Build on Arce et al.’s (2025) unified Bayesian framework that explicitly models adversarial uncertainty. Train CPS/ICS detectors with two components: (1) proactive robustification via expected-risk minimization over an adversarial channel distribution estimated per-feature (e.g., perturbation budgets vary by sensor) and (2) a reactive purifier at inference that samples from the posterior over possible clean inputs given observed corrupted features. Learn both modules end-to-end to optimize a combined risk that penalizes clean accuracy loss. Papangelo et al. (IEEE Comm. Mag. 2024) show adversarial training boosts robustness in image-based RFF but hurts clean accuracy. The dual-horizon strategy uses the Bayesian channel to share burden: the classifier is less over-regularized because the purifier absorbs part of the adversarial mass during operations. Wang et al. (IEEE CST 2024) call for defenses spanning inputs-to-outputs; this formalizes that span with a calibrated probabilistic bridge. Unifies proactive training and reactive purification in CPS contexts (e.g., DR FDI from Zhang & Sikdar 2024 and O-RAN threats), where feature-wise perturbation priors are domain-informed (sensor physics, network constraints). Explicit uncertainty modeling reduces overfitting to worst-case budgets and offers graceful degradation under unknown attacks—a key pain point noted across surveys. Impact: A principled, deployable way to get robustness without paying excessive accuracy tax, tailored to CPS where the attack surface and feature semantics are heterogeneous.

References:

1. Evasion Attack and Defense on Machine Learning Models in Cyber-Physical Systems: A Survey. Shunyao Wang, Ryan K. L. Ko, Guangdong Bai, Naipeng Dong, Taejun Choi, Yanjun Zhang (2024). IEEE Communications Surveys and Tutorials.

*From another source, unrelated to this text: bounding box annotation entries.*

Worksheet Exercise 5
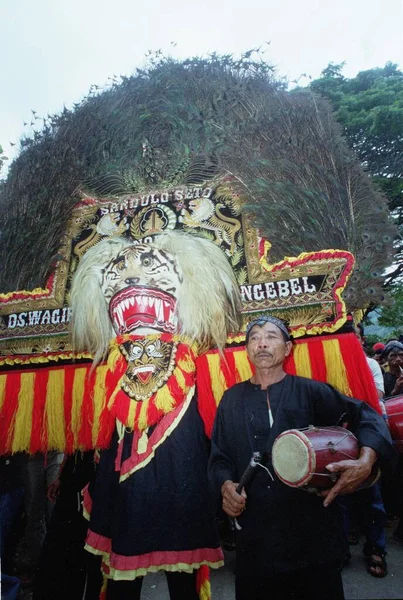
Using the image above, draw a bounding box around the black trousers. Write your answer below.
[106,571,199,600]
[235,563,344,600]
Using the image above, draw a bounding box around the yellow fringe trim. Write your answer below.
[45,370,66,449]
[175,369,186,391]
[84,544,224,581]
[92,365,108,447]
[71,369,86,449]
[207,353,227,406]
[199,581,211,600]
[155,385,175,414]
[0,375,7,410]
[294,344,312,379]
[10,373,35,454]
[323,340,351,396]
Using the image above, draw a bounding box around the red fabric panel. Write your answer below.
[0,373,21,454]
[339,333,382,414]
[308,338,327,382]
[64,368,75,453]
[29,369,49,452]
[78,367,96,449]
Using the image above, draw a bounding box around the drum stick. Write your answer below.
[236,452,262,494]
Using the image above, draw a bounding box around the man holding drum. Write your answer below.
[209,317,394,600]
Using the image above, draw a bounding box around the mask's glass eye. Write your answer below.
[141,256,153,267]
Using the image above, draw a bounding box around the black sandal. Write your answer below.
[364,545,388,578]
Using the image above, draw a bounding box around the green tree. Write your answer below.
[310,62,403,284]
[378,283,403,335]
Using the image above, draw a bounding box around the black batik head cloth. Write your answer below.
[382,340,403,358]
[246,315,291,343]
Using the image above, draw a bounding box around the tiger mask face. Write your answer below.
[101,244,182,335]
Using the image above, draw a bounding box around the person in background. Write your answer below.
[372,342,385,372]
[382,340,403,397]
[18,451,64,587]
[33,451,102,600]
[0,454,24,600]
[339,323,388,577]
[383,340,403,542]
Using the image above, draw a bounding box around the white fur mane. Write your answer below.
[71,231,241,363]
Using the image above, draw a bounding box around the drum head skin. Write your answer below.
[272,429,316,487]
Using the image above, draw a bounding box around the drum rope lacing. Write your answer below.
[300,427,356,478]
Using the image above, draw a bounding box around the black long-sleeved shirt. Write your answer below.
[209,375,395,577]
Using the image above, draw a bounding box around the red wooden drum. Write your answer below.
[385,396,403,454]
[272,426,377,491]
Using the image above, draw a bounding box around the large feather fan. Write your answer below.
[0,53,394,309]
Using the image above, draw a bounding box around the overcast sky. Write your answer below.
[0,0,403,166]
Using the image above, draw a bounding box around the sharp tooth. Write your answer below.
[155,298,164,323]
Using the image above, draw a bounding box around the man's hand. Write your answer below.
[221,479,246,517]
[320,446,377,506]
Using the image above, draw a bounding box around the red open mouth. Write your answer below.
[109,286,176,335]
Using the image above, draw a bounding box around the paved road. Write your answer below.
[142,527,403,600]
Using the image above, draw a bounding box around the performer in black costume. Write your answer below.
[209,317,394,600]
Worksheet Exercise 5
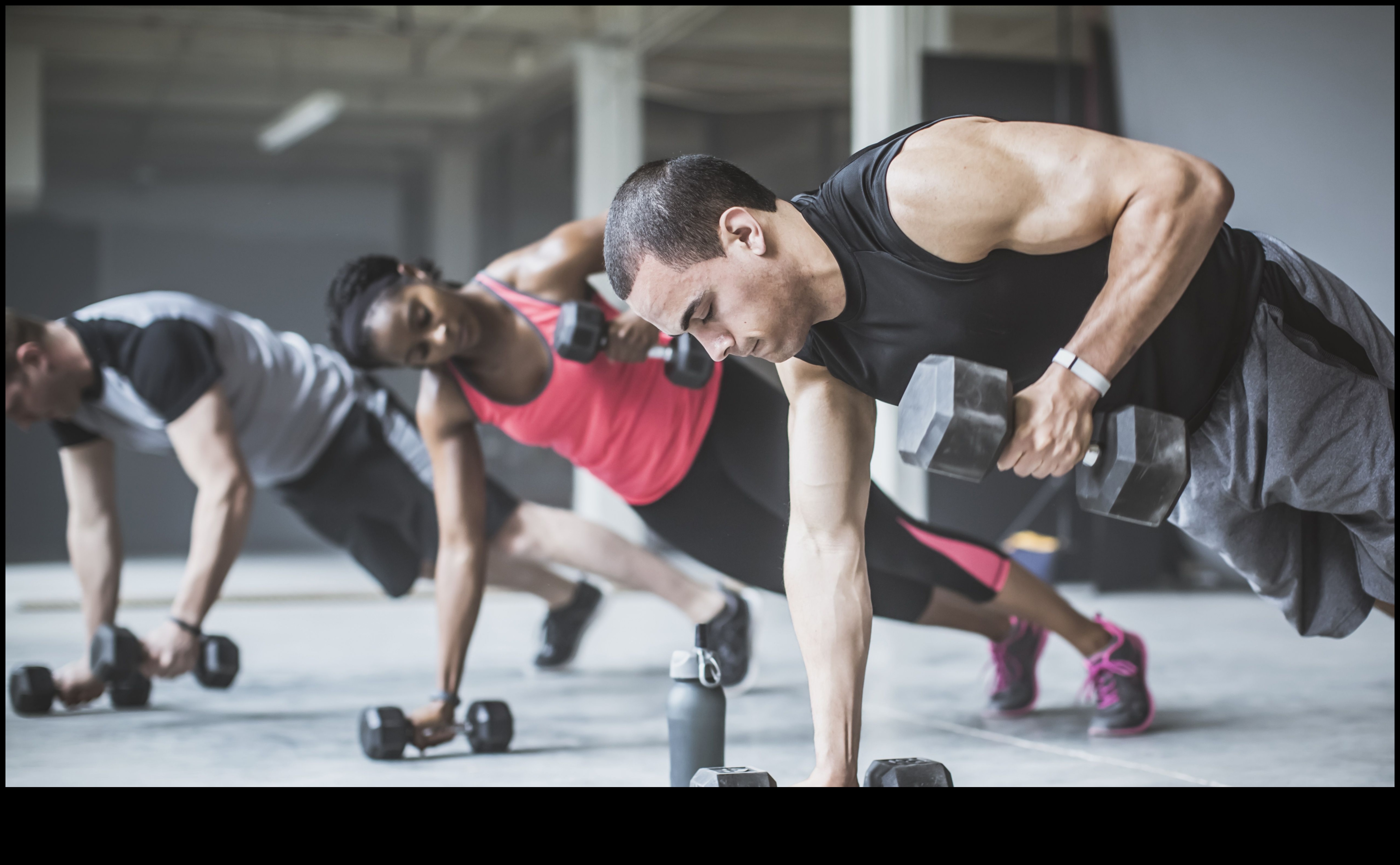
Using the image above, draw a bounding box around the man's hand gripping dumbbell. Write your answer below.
[88,621,238,689]
[897,354,1191,526]
[554,301,714,388]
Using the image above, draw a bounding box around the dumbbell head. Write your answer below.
[690,766,778,787]
[463,700,515,753]
[106,673,151,708]
[360,705,413,760]
[897,354,1015,480]
[554,301,608,364]
[194,634,238,687]
[666,333,714,389]
[1074,406,1191,526]
[10,666,54,715]
[88,624,144,682]
[861,757,953,787]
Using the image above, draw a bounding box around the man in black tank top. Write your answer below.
[605,118,1394,784]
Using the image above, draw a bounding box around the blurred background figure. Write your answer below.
[6,6,1394,589]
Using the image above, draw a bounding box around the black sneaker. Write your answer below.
[535,581,603,669]
[1084,616,1156,736]
[983,616,1050,718]
[707,587,756,690]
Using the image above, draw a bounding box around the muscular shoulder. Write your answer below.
[486,217,603,302]
[414,365,476,442]
[886,118,1130,262]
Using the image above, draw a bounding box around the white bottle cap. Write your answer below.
[671,649,700,679]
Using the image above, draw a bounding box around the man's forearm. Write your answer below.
[784,523,871,785]
[67,509,122,638]
[434,543,486,694]
[1066,165,1232,379]
[171,479,253,626]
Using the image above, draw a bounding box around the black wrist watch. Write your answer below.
[169,616,204,637]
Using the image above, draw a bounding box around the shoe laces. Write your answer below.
[991,616,1026,693]
[1079,616,1138,708]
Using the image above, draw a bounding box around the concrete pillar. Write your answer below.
[574,41,647,542]
[431,140,486,283]
[851,6,928,519]
[4,45,43,211]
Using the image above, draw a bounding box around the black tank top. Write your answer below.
[792,123,1264,430]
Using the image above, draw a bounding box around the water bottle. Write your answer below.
[666,624,724,787]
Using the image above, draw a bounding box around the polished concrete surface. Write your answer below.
[6,557,1394,787]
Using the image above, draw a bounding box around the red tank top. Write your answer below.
[448,273,724,505]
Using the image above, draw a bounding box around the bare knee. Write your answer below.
[491,501,554,561]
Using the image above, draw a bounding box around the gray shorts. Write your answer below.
[277,388,519,598]
[1170,234,1396,637]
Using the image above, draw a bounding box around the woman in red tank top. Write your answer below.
[330,218,1148,745]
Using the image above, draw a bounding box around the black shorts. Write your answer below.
[277,390,521,598]
[633,361,1008,621]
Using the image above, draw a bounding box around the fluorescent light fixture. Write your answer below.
[258,90,346,153]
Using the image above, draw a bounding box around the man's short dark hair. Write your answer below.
[603,154,778,299]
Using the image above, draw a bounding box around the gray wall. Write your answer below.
[1113,6,1396,330]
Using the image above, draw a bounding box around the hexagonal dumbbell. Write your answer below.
[10,665,57,715]
[897,354,1191,526]
[690,766,778,787]
[861,757,953,787]
[360,700,515,760]
[10,665,151,715]
[88,624,239,686]
[554,301,714,388]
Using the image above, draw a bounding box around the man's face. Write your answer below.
[4,343,83,430]
[627,227,812,364]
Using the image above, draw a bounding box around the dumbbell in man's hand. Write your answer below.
[897,354,1191,526]
[88,621,239,689]
[554,301,714,389]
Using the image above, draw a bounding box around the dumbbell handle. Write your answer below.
[598,326,675,361]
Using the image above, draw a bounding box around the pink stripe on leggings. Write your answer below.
[899,519,1011,592]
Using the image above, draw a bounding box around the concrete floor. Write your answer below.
[6,557,1394,787]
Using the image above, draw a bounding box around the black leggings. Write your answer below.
[633,360,1008,621]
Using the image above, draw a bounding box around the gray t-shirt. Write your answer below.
[53,291,356,487]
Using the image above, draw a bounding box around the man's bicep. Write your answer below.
[778,358,875,530]
[165,384,246,486]
[59,438,116,515]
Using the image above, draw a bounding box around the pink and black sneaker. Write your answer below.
[983,616,1050,718]
[1082,616,1156,736]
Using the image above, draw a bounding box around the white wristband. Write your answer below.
[1053,348,1112,396]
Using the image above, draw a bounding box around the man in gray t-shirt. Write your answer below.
[6,291,724,705]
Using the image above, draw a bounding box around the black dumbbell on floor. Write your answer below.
[690,757,953,787]
[554,301,714,388]
[861,757,953,787]
[897,354,1191,526]
[88,624,238,686]
[360,700,515,760]
[10,665,151,715]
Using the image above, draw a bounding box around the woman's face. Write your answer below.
[364,283,482,368]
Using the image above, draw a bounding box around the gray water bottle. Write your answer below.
[666,624,724,787]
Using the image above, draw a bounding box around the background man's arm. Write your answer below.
[888,118,1233,477]
[154,384,253,676]
[778,358,875,785]
[54,438,122,705]
[412,371,487,747]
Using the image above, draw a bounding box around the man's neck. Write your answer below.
[774,200,846,325]
[45,322,97,390]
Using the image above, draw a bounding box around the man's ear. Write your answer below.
[14,343,48,369]
[720,207,769,256]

2. A unified Bayesian framework for adversarial robustness. Pablo G. Arce, Roi Naveiro, David R'ios Insua (2025).
3. Adversarial Machine Learning for Image-Based Radio Frequency Fingerprinting: Attacks and Defenses. Lorenzo Papangelo, Maurizio Pistilli, Savio Sciancalepore, G. Oligeri, G. Piro, G. Boggia (2024). IEEE Communications Magazine.
4. A Novel Adversarial FDI Attack and Defense Mechanism for Smart Grid Demand-Response Mechanisms. Guihai Zhang, Biplab Sikdar (2024). IEEE Transactions on Industrial Cyber-Physical Systems.